Listen: Movin’ And Groovin’ / Redds & The Boys
Movin' And Groovin' / Redds & The Boys
Back in ’79, MCA had a freak hit with Chuck Brown & The Soul Searchers ‘Bustin’ Loose’. I distinctly recall our head of radio promotion being amazed at the record’s surprise success and frustrated too. Black radio wouldn’t play the single, only the white pop stations were airing it.
Fast forward a few years, Go Go is now officially a musical genre and movement, but the same tired radio resistance kept all those great singles off the urban airwaves.
But in ’85, Island was headstrong in aiding this musical cause. Signing a bunch of acts to singles deals, some to full albums, then packaging them together for a few nights of serious nasty grinding at The Ritz. I’ll never forget those shows. EU, Mass Extension, Trouble Funk.

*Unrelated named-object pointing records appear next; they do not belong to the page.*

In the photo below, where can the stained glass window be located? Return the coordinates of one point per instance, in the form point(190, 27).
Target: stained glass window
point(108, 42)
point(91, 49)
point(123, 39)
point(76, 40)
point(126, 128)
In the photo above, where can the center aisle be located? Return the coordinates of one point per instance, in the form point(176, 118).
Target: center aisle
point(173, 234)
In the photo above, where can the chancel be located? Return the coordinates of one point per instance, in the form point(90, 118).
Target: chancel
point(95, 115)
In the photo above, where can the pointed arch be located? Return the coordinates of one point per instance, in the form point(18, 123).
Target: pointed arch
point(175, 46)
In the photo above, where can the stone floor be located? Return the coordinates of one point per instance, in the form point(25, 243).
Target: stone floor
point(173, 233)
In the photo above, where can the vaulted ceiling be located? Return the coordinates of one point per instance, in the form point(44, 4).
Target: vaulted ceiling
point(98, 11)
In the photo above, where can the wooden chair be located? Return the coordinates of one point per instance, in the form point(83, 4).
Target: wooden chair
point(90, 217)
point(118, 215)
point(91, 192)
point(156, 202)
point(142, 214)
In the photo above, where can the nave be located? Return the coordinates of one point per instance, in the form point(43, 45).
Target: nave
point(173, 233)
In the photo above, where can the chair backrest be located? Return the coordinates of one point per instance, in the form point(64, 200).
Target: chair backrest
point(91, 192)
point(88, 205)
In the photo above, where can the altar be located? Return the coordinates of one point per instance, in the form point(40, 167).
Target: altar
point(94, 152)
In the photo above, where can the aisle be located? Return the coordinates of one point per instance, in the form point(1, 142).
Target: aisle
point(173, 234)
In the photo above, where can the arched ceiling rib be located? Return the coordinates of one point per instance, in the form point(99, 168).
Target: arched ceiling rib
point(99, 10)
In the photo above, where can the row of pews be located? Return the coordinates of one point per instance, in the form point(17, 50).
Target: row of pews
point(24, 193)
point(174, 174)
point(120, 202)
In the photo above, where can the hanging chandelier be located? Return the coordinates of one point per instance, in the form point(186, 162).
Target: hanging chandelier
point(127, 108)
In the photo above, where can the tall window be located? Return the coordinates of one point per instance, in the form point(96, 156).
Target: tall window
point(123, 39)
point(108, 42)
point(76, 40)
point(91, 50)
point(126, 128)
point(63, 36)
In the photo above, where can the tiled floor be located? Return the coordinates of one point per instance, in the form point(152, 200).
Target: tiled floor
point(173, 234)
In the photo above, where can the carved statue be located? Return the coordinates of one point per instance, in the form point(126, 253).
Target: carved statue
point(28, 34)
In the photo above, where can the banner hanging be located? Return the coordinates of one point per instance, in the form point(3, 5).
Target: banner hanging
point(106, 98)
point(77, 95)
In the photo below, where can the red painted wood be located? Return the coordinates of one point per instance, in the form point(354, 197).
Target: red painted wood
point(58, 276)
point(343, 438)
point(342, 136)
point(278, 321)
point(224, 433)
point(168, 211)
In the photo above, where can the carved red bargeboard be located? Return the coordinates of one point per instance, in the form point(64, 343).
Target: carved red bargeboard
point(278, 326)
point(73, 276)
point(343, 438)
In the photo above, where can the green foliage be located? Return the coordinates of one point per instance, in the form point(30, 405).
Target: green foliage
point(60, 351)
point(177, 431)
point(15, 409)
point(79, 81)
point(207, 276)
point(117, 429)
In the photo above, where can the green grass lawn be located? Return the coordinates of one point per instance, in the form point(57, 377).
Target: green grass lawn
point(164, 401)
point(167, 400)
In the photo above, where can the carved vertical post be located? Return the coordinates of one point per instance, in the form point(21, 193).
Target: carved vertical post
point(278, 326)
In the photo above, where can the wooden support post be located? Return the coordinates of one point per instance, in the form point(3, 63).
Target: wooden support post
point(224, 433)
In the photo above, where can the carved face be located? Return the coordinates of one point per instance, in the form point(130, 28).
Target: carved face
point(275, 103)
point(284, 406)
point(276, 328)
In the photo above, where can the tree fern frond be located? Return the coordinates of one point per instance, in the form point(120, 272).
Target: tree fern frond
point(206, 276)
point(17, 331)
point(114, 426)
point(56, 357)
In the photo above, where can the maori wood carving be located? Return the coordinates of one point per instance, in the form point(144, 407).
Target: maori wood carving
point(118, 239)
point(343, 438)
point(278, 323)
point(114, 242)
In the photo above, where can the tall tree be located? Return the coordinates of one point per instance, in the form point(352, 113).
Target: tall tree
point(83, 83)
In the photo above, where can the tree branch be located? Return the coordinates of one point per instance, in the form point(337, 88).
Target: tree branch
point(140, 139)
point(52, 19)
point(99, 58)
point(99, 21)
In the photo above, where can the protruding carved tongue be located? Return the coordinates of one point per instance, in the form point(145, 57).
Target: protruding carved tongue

The real truth: Redds & The Boys, they were crazy great. Even the worst dancers lost shame, made fools of themselves and did not care. I know cause I was one.
Onstage, ‘Movin’ & Groovin’ did not end, and not a soul wanted it to. Talk about a signature song. These guys were so locked it was scary. They seemed ready to take on the world. What the fuck happened?
Listen: Trouble / Trouble Funk
Trouble / Trouble Funk
When I joined Island in ’88, their mailroom was knee deep in Go Go records. Praise be. I grabbed handfuls of them all.
Like Redds & The Boys, and all the others for that matter, Trouble Funk suffered from the same curse: misguided production and mixes. The drum sounds were so wrong. To be honest, the team around these recordings were a bunch of self celebrating studio churls. Hacks basically having their moment in the sun. Damn shame. Because live, these bands ripped down anything in their way.
Real drums. That’s it. The processed drums fucked it all up. Someone should remix all these records, take off that ghastly wash of cheap studio technology. Because the foundation is here, on every last one.
Bootsy producing ‘Trouble’. Great call.
Now Bootsy, you need to remix and reclaim this.